Maximum Product of Word

Given a string array

words

, find the maximum value of

length(word[i]) * length(word[j])

where the two words do not share common letters. You may assume that each word will contain only lower case letters. If no such two words exist, return 0.

Example 1:

Given

["abcw", "baz", "foo", "bar", "xtfn", "abcdef"]

Return

16

The two words can be

"abcw", "xtfn"

.

Example 2:

Given

["a", "ab", "abc", "d", "cd", "bcd", "abcd"]

Return

4

The two words can be

"ab", "cd"

.

Example 3:

Given

["a", "aa", "aaa", "aaaa"]

Return

0

No such pair of words.

Analyse: As seeing this problem, I first think of brute force. For each word in the array, find other words don't share common words with it. Time exceeded.

class Solution {
public:
int maxProduct(vector<string>& words) {
int result = 0;
if(words.size() < 2) return result;

for(int i = 0; i < words.size(); i++){
for(int j = i + 1; j < words.size(); j++){
if(!hasCommon(words[i], words[j])){
int temp = (words[i].length()) * (words[j].length());
result = max(result, temp);
}
}
}
return result;
}

bool hasCommon(string s1, string s2){
if(s1.empty() || s2.empty()) return false;

for(int i = 0; i < s1.length(); i++){
for(int j = 0; j < s2.length(); j++){
if(s2[j] == s1[i])
return true;
}
}
return false;
}
};

Of course it will exceed time limit because the time complexity is O(n^4)....

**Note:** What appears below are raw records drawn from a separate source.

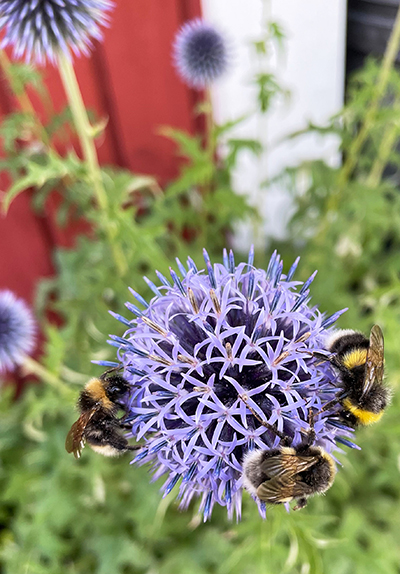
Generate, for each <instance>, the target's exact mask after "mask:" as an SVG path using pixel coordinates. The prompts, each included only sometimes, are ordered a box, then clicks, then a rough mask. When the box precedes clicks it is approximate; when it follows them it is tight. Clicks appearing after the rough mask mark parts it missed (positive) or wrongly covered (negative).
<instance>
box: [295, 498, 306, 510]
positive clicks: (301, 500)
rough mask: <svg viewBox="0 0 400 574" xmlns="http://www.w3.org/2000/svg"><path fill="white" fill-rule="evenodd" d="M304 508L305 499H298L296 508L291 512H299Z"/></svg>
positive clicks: (304, 504) (305, 502)
mask: <svg viewBox="0 0 400 574" xmlns="http://www.w3.org/2000/svg"><path fill="white" fill-rule="evenodd" d="M305 506H307V498H299V499H298V500H297V504H296V506H295V507H294V508H293V510H301V509H302V508H304V507H305Z"/></svg>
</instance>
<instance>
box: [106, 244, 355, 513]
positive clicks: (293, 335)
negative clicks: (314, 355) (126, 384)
mask: <svg viewBox="0 0 400 574" xmlns="http://www.w3.org/2000/svg"><path fill="white" fill-rule="evenodd" d="M204 257H205V262H206V270H205V271H198V270H197V268H196V265H195V263H194V262H193V261H192V260H191V259H190V258H189V259H188V267H187V268H186V267H185V266H184V265H182V264H181V262H180V261H177V263H178V268H179V271H180V274H181V278H179V277H178V275H177V273H176V272H175V271H173V270H172V269H171V270H170V272H171V278H172V282H171V281H169V280H168V279H166V278H165V277H164V276H163V275H161V274H160V273H157V275H158V277H159V280H160V282H161V285H160V286H159V287H157V286H155V285H154V284H153V283H152V282H150V281H149V280H148V279H146V278H145V280H146V281H147V283H148V285H149V286H150V287H151V289H152V290H153V292H154V294H155V296H154V297H153V299H152V300H151V302H150V303H147V302H146V301H145V300H144V299H143V298H142V297H141V296H140V295H139V294H137V293H136V292H134V291H133V290H131V293H132V295H133V296H134V297H135V299H136V301H137V302H138V304H139V305H140V307H138V306H137V305H134V304H132V303H126V306H127V308H128V310H129V311H131V312H132V313H133V314H134V315H135V316H136V318H135V319H133V320H128V319H126V318H125V317H121V316H120V315H115V314H114V316H115V317H116V318H117V319H118V320H120V321H121V322H122V323H124V324H125V325H126V326H127V327H128V329H127V331H126V333H125V335H124V337H117V336H111V340H110V341H109V342H110V344H111V345H114V346H116V347H117V348H118V349H119V350H118V357H119V360H120V361H121V362H122V363H123V366H124V372H125V377H126V378H127V379H128V381H129V382H130V383H131V385H132V394H131V397H130V399H129V401H128V402H127V405H126V408H127V411H128V415H127V418H126V421H130V422H131V423H132V436H135V437H136V438H137V440H140V441H144V443H145V446H144V447H143V448H142V450H141V451H140V453H139V454H138V455H137V456H136V458H135V461H136V462H140V463H141V464H143V463H146V462H149V463H151V464H152V466H153V469H154V471H155V473H154V477H155V478H158V477H160V476H162V475H167V480H166V482H165V483H164V486H163V490H164V493H165V494H167V493H169V492H170V491H171V490H172V488H173V487H174V486H175V485H176V484H178V483H179V484H180V491H179V496H180V497H181V507H182V508H185V507H187V506H188V504H189V502H190V501H191V499H192V498H193V497H194V496H201V497H202V500H201V504H200V510H201V511H202V512H203V514H204V519H205V520H206V519H208V518H209V517H210V515H211V511H212V507H213V505H214V504H215V503H217V504H220V505H222V506H227V509H228V514H229V516H232V515H233V513H234V512H235V513H236V516H237V518H239V517H240V513H241V498H242V484H243V478H242V461H243V458H244V456H245V454H246V453H247V452H248V451H249V450H251V449H253V448H260V449H268V448H272V447H276V446H277V445H278V444H279V440H280V439H279V437H277V436H276V434H275V433H274V432H273V431H271V430H270V429H267V428H266V427H265V426H263V425H262V424H261V422H260V421H264V422H267V423H269V424H270V425H273V426H274V427H275V428H277V429H279V431H280V432H281V433H283V434H284V435H286V436H288V437H290V438H291V439H293V444H299V443H300V442H302V441H303V440H304V436H305V434H306V433H307V431H308V430H309V420H308V412H309V409H310V408H312V409H314V412H317V411H318V410H319V409H320V408H321V406H322V405H323V404H325V403H326V402H327V401H329V400H330V399H332V398H333V397H334V394H335V392H336V391H337V388H336V387H335V385H334V382H335V376H334V373H333V372H332V369H331V367H330V365H329V363H328V362H322V363H321V362H320V364H319V365H316V360H315V359H314V358H313V357H312V355H311V353H310V352H309V351H310V350H312V351H318V352H321V353H323V352H324V347H323V342H324V339H325V337H326V335H327V333H328V331H327V329H328V328H329V327H330V326H331V325H333V323H334V322H335V321H336V319H337V318H338V317H339V316H340V314H341V313H342V312H343V311H340V312H338V313H335V314H334V315H332V316H331V317H327V318H326V317H324V315H323V314H321V313H320V311H319V310H318V309H317V307H310V306H309V287H310V284H311V282H312V280H313V279H314V276H315V273H314V274H313V275H312V276H311V277H310V278H309V279H308V281H306V282H305V283H304V284H303V283H301V282H299V281H294V280H293V275H294V272H295V269H296V267H297V264H298V259H297V260H296V261H295V263H294V264H293V266H292V267H291V269H290V271H289V272H288V274H287V275H284V274H283V273H282V268H283V264H282V262H281V260H280V257H279V256H278V255H277V254H276V253H274V254H273V255H272V257H271V260H270V263H269V266H268V269H267V270H266V271H265V270H263V269H257V268H255V267H254V266H253V251H252V250H251V251H250V256H249V260H248V262H247V263H240V264H239V265H237V266H236V265H235V261H234V256H233V253H232V252H230V254H229V256H228V254H227V253H226V251H225V252H224V258H223V261H224V263H223V264H215V265H212V264H211V262H210V259H209V257H208V255H207V253H206V252H204ZM325 353H326V351H325ZM102 364H107V365H110V366H112V365H113V364H112V363H102ZM114 365H117V363H115V364H114ZM315 432H316V444H318V445H320V446H322V447H323V448H325V449H326V451H328V452H331V451H332V450H333V449H337V448H338V447H337V446H336V444H337V443H341V444H346V445H347V446H353V447H355V445H354V444H353V443H351V442H350V441H349V440H348V437H349V436H350V432H351V431H350V430H349V429H347V427H344V426H343V425H342V424H341V423H339V422H338V421H337V420H336V419H329V418H328V417H326V416H324V417H317V420H316V422H315ZM346 437H347V438H346ZM257 504H258V505H259V509H260V512H261V514H262V515H263V513H264V512H265V507H264V506H263V504H262V503H260V501H258V500H257Z"/></svg>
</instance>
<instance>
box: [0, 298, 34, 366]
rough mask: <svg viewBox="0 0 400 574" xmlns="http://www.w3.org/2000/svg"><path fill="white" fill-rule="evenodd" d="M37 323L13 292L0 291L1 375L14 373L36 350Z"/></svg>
mask: <svg viewBox="0 0 400 574" xmlns="http://www.w3.org/2000/svg"><path fill="white" fill-rule="evenodd" d="M35 331H36V327H35V321H34V319H33V316H32V313H31V311H30V309H29V307H28V306H27V305H26V303H25V302H24V301H23V300H22V299H18V298H17V297H16V296H15V295H14V293H12V292H11V291H0V373H2V372H4V371H13V370H14V369H15V367H16V366H17V365H20V364H21V363H22V362H23V360H24V357H25V356H26V355H28V354H30V353H31V352H32V351H33V349H34V343H35Z"/></svg>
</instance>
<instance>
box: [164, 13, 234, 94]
mask: <svg viewBox="0 0 400 574" xmlns="http://www.w3.org/2000/svg"><path fill="white" fill-rule="evenodd" d="M228 52H229V51H228V47H227V43H226V40H225V38H224V37H223V36H222V34H221V33H220V32H219V31H218V30H216V29H215V28H214V27H213V26H211V25H210V24H207V23H206V22H204V21H203V20H200V19H195V20H191V21H189V22H187V23H186V24H184V25H183V26H182V28H181V29H180V30H179V32H178V34H177V35H176V38H175V43H174V46H173V59H174V63H175V66H176V69H177V70H178V72H179V75H180V76H181V77H182V79H183V81H184V82H186V83H187V85H188V86H190V87H191V88H197V89H202V88H205V87H207V86H208V85H209V84H211V83H212V82H214V81H215V80H217V79H218V78H219V77H221V76H222V75H223V74H224V73H225V72H226V71H227V69H228V67H229V53H228Z"/></svg>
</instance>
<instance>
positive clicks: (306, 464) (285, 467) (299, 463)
mask: <svg viewBox="0 0 400 574" xmlns="http://www.w3.org/2000/svg"><path fill="white" fill-rule="evenodd" d="M314 464H315V458H314V457H311V456H301V455H298V454H296V453H293V454H286V453H285V454H278V455H276V456H271V457H270V458H267V459H266V460H264V461H263V463H262V464H261V470H262V472H264V473H265V474H266V475H267V476H269V477H271V478H275V477H285V478H286V479H289V478H292V477H293V476H294V475H295V474H298V473H299V472H304V471H305V470H307V469H309V468H311V467H312V466H314Z"/></svg>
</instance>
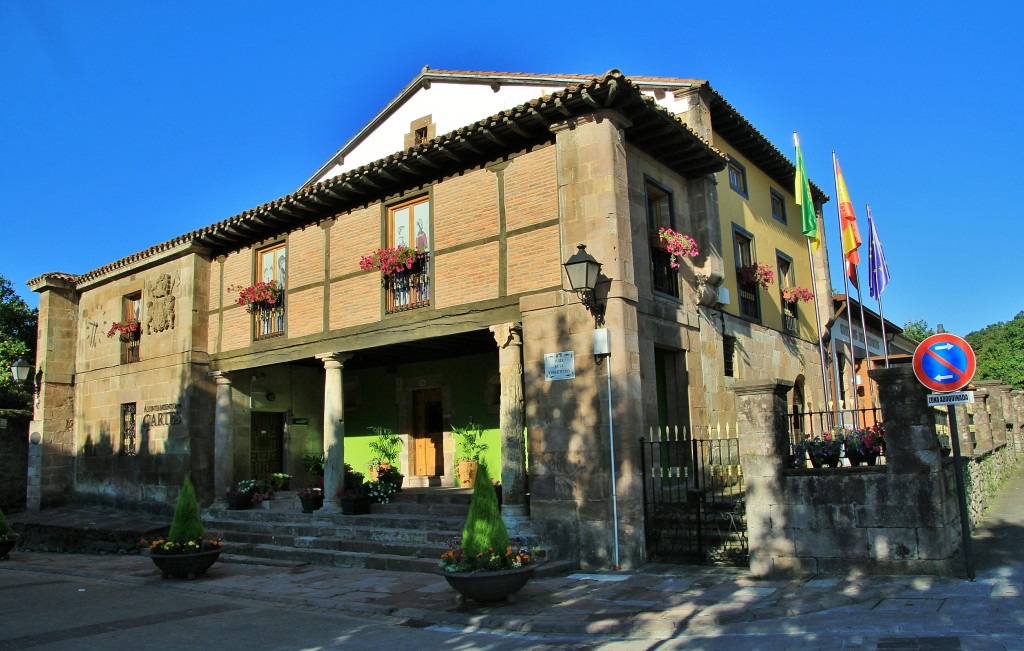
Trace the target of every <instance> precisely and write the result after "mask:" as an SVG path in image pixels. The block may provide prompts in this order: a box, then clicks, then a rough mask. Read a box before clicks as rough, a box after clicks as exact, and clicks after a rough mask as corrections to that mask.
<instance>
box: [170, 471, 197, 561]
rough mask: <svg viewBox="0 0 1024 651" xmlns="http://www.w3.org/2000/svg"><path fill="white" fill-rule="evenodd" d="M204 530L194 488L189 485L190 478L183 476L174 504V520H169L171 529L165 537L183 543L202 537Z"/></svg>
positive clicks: (173, 541)
mask: <svg viewBox="0 0 1024 651" xmlns="http://www.w3.org/2000/svg"><path fill="white" fill-rule="evenodd" d="M205 532H206V530H205V529H204V528H203V520H202V519H201V518H200V517H199V503H198V502H196V489H195V488H194V487H193V485H191V480H190V479H188V477H185V483H184V484H183V485H182V486H181V492H179V493H178V501H177V503H176V504H175V505H174V520H172V521H171V531H170V533H168V534H167V539H168V540H171V541H172V543H178V544H181V545H184V544H186V543H188V541H189V540H197V539H199V538H202V537H203V534H204V533H205Z"/></svg>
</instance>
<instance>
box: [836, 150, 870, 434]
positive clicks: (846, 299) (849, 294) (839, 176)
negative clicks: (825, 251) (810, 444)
mask: <svg viewBox="0 0 1024 651" xmlns="http://www.w3.org/2000/svg"><path fill="white" fill-rule="evenodd" d="M833 178H834V179H835V181H836V197H838V198H839V201H838V202H836V204H837V205H836V208H837V211H836V214H837V217H838V218H839V236H840V242H844V247H843V290H844V292H845V293H846V323H847V327H848V328H849V329H850V379H851V381H852V382H853V384H852V385H851V387H852V394H853V424H854V426H855V427H856V426H857V425H858V421H859V419H858V418H857V406H858V405H857V342H856V339H855V337H854V333H853V309H852V307H851V306H850V273H849V267H848V266H847V260H846V246H845V241H844V238H843V230H844V225H843V197H842V193H841V192H840V189H839V178H840V171H839V159H837V158H836V151H833ZM844 189H846V188H845V182H844ZM844 193H845V192H844ZM856 271H857V268H856V267H854V273H856ZM864 337H865V340H866V337H867V333H864ZM865 343H866V342H865ZM864 352H865V353H866V352H867V349H866V346H865V349H864Z"/></svg>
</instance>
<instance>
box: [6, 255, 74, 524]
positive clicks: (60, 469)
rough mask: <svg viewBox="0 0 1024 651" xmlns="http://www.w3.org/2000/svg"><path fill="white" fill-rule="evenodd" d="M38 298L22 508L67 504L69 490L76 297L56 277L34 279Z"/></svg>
mask: <svg viewBox="0 0 1024 651" xmlns="http://www.w3.org/2000/svg"><path fill="white" fill-rule="evenodd" d="M30 287H31V288H32V291H33V292H38V293H39V327H38V336H37V339H36V344H37V345H36V363H35V378H34V383H33V384H34V386H35V390H36V396H35V405H34V406H35V409H34V411H33V420H32V423H31V424H30V425H29V432H30V436H33V437H35V439H37V442H36V443H31V442H30V447H29V449H30V451H29V454H30V455H29V483H28V488H27V490H26V500H27V508H28V509H29V510H30V511H38V510H39V509H40V508H43V509H45V508H47V507H52V506H58V505H61V504H66V503H68V502H69V501H70V500H71V497H72V493H73V491H74V485H75V458H76V454H77V453H78V450H79V446H78V443H77V441H76V431H75V398H76V394H75V393H76V392H75V384H74V377H75V355H76V351H77V350H78V298H79V297H78V293H77V292H76V290H75V287H74V285H73V284H72V281H71V280H69V279H67V278H66V277H63V276H62V274H47V275H43V276H40V277H39V278H35V279H34V280H33V281H32V284H31V286H30ZM5 373H7V371H5Z"/></svg>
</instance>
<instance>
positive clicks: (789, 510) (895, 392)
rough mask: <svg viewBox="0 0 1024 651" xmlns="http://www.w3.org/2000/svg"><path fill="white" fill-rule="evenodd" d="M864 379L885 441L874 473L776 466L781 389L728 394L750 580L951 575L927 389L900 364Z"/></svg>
mask: <svg viewBox="0 0 1024 651" xmlns="http://www.w3.org/2000/svg"><path fill="white" fill-rule="evenodd" d="M872 378H873V379H874V380H876V381H877V383H878V393H879V397H880V401H881V403H882V409H883V417H884V419H885V423H886V432H887V441H888V446H887V464H886V465H885V466H877V467H858V468H837V469H785V468H783V463H782V459H783V458H784V454H785V452H786V451H787V441H788V438H787V430H786V425H785V418H784V413H785V403H786V400H785V393H786V392H787V390H788V388H790V385H788V383H783V382H763V381H762V382H738V383H737V384H736V386H735V387H734V390H735V392H736V396H737V398H736V399H737V410H738V414H739V427H740V437H741V438H742V441H741V443H740V446H741V449H742V450H743V472H744V477H745V482H746V490H748V509H746V517H748V528H749V541H750V550H751V571H752V572H754V573H755V574H757V575H761V576H770V575H785V574H817V573H846V572H850V571H864V572H872V573H911V574H948V573H950V572H952V571H953V570H954V568H955V567H956V563H957V558H958V553H959V546H961V540H959V516H958V512H957V505H956V493H955V484H954V483H953V482H952V477H951V475H950V473H948V472H947V470H946V468H945V467H944V463H943V462H944V460H943V458H942V457H941V454H940V450H939V446H938V439H937V436H936V434H935V425H934V417H933V416H932V414H931V409H930V408H929V407H928V406H927V399H926V394H927V391H926V390H925V389H924V387H922V386H921V384H919V383H918V382H916V380H915V379H914V378H913V375H912V371H911V368H910V367H909V366H903V367H893V368H887V370H880V371H874V372H872ZM780 415H781V417H780Z"/></svg>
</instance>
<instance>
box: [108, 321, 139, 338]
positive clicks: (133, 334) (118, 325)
mask: <svg viewBox="0 0 1024 651" xmlns="http://www.w3.org/2000/svg"><path fill="white" fill-rule="evenodd" d="M115 335H117V336H118V337H119V338H120V339H121V341H123V342H130V341H134V340H136V339H138V338H139V337H140V336H141V335H142V324H141V323H140V322H139V321H138V319H137V318H134V317H129V318H126V319H125V320H123V321H114V322H113V323H111V329H110V330H109V331H106V337H108V338H110V337H114V336H115Z"/></svg>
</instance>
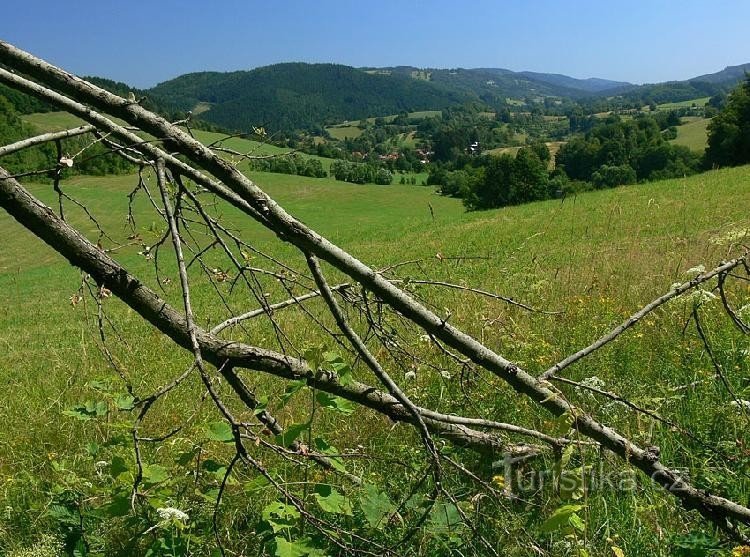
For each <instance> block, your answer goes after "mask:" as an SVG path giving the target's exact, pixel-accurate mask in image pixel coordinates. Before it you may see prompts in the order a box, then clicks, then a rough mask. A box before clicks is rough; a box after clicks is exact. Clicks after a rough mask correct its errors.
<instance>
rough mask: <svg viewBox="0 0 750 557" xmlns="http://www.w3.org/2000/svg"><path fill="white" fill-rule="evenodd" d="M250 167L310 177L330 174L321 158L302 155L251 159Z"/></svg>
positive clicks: (287, 173) (254, 168)
mask: <svg viewBox="0 0 750 557" xmlns="http://www.w3.org/2000/svg"><path fill="white" fill-rule="evenodd" d="M250 168H251V170H258V171H261V172H275V173H277V174H292V175H297V176H309V177H310V178H325V177H326V176H328V173H327V172H326V171H325V170H324V169H323V164H322V163H321V162H320V160H319V159H314V158H311V157H302V156H300V155H289V156H281V157H270V158H260V159H254V160H251V161H250Z"/></svg>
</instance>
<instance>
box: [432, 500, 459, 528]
mask: <svg viewBox="0 0 750 557" xmlns="http://www.w3.org/2000/svg"><path fill="white" fill-rule="evenodd" d="M428 524H429V527H430V528H429V529H430V530H431V531H432V532H434V533H445V532H446V531H450V530H456V529H458V528H460V527H462V526H463V520H462V518H461V514H460V513H459V512H458V508H457V507H456V505H454V504H453V503H437V504H435V506H434V507H433V508H432V512H431V513H430V520H429V522H428Z"/></svg>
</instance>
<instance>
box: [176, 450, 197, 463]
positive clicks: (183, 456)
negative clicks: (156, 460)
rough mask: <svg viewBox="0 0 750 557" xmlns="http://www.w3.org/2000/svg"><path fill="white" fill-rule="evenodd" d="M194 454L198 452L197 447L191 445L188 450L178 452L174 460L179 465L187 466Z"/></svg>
mask: <svg viewBox="0 0 750 557" xmlns="http://www.w3.org/2000/svg"><path fill="white" fill-rule="evenodd" d="M196 454H198V447H193V448H192V449H190V450H189V451H184V452H181V453H180V454H178V455H177V458H176V459H175V462H176V463H177V464H178V465H180V466H187V465H188V463H189V462H190V461H192V460H193V459H194V458H195V455H196Z"/></svg>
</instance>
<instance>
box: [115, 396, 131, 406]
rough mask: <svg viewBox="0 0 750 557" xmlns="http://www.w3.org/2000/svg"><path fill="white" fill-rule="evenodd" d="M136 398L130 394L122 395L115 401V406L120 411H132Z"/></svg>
mask: <svg viewBox="0 0 750 557" xmlns="http://www.w3.org/2000/svg"><path fill="white" fill-rule="evenodd" d="M133 403H135V398H134V397H133V396H132V395H129V394H121V395H119V396H118V397H117V398H116V399H115V405H116V406H117V408H118V409H120V410H132V409H133Z"/></svg>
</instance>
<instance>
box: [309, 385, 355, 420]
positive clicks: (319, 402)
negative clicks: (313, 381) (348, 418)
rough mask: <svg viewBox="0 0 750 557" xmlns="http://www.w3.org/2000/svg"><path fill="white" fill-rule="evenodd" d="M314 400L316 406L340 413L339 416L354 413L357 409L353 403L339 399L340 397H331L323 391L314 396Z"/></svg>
mask: <svg viewBox="0 0 750 557" xmlns="http://www.w3.org/2000/svg"><path fill="white" fill-rule="evenodd" d="M315 400H317V401H318V404H320V405H321V406H323V407H325V408H330V409H331V410H334V411H336V412H340V413H341V414H344V415H346V416H348V415H350V414H352V413H354V410H355V409H356V408H357V407H356V406H355V405H354V403H353V402H351V401H349V400H346V399H345V398H341V397H340V396H335V395H331V394H328V393H326V392H323V391H318V394H317V395H316V396H315Z"/></svg>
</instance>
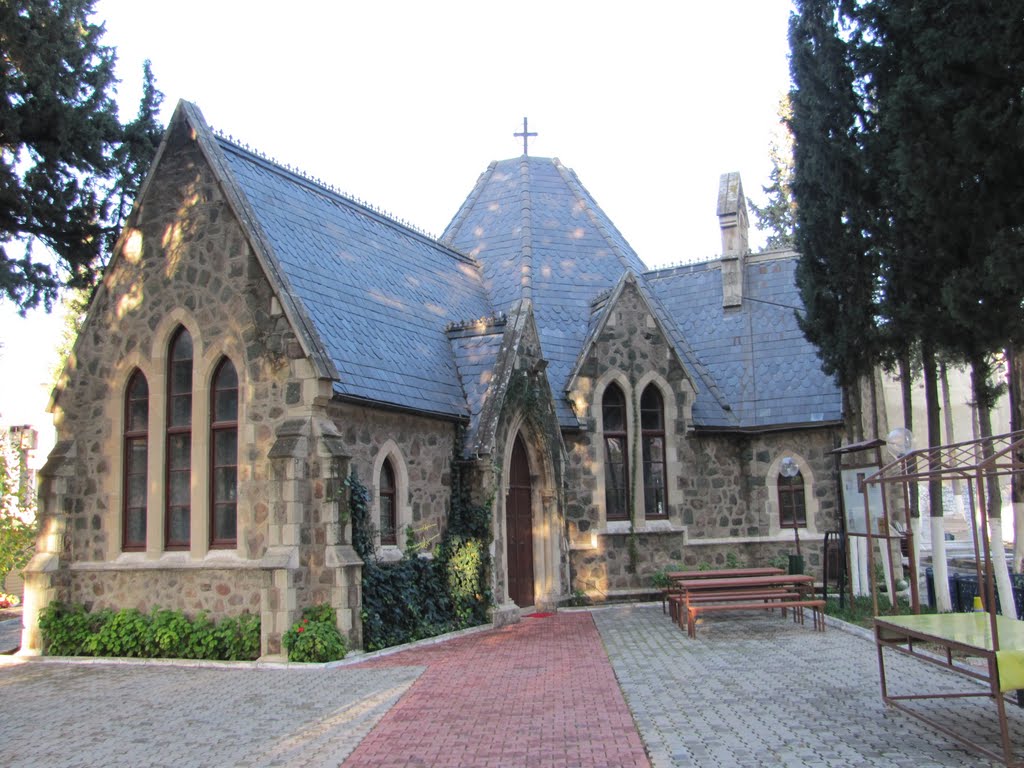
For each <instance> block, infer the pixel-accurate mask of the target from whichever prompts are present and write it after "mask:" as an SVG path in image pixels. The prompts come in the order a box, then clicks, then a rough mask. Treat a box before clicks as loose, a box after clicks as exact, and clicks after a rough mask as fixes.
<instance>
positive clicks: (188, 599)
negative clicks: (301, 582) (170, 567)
mask: <svg viewBox="0 0 1024 768" xmlns="http://www.w3.org/2000/svg"><path fill="white" fill-rule="evenodd" d="M72 570H73V573H74V578H73V579H72V581H71V590H70V598H71V601H72V602H74V603H82V604H84V605H85V606H86V607H87V608H89V609H92V610H101V609H103V608H114V609H119V608H136V609H138V610H140V611H142V612H148V611H152V610H153V609H154V608H158V607H159V608H171V609H173V610H180V611H183V612H184V613H186V614H188V615H195V614H196V613H198V612H200V611H205V612H206V613H207V615H210V616H217V617H220V616H225V615H238V614H240V613H243V612H249V613H257V614H258V613H259V612H260V602H261V599H262V591H263V590H264V589H265V588H266V586H267V583H268V575H267V572H266V571H264V570H261V569H254V568H230V569H221V570H216V569H207V568H202V569H196V568H181V569H177V570H173V569H169V568H162V569H152V568H138V569H131V570H124V569H106V568H102V567H87V568H81V569H77V568H73V569H72Z"/></svg>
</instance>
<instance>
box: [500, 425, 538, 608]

Below I'll give a O(n^2) solution.

class Solution {
public:
int maxProduct(vector<string>& words) {
if(words.size() < 2) return 0;

int result = 0;
vector<int> bits(words.size(), 0);
for(int i = 0; i < words.size(); i++){
for(int j = 0; j < words[i].size(); j++)
bits[i] |= 1 << (words[i][j] - 'a');
}

for(int i = 0; i < words.size(); i++){
for(int j = i; j < words.size(); j++){
if(!(bits[j] & bits[i])){
int temp = words[i].length() * words[j].length();
result = max(result, temp);
}
}
}
return result;
}
};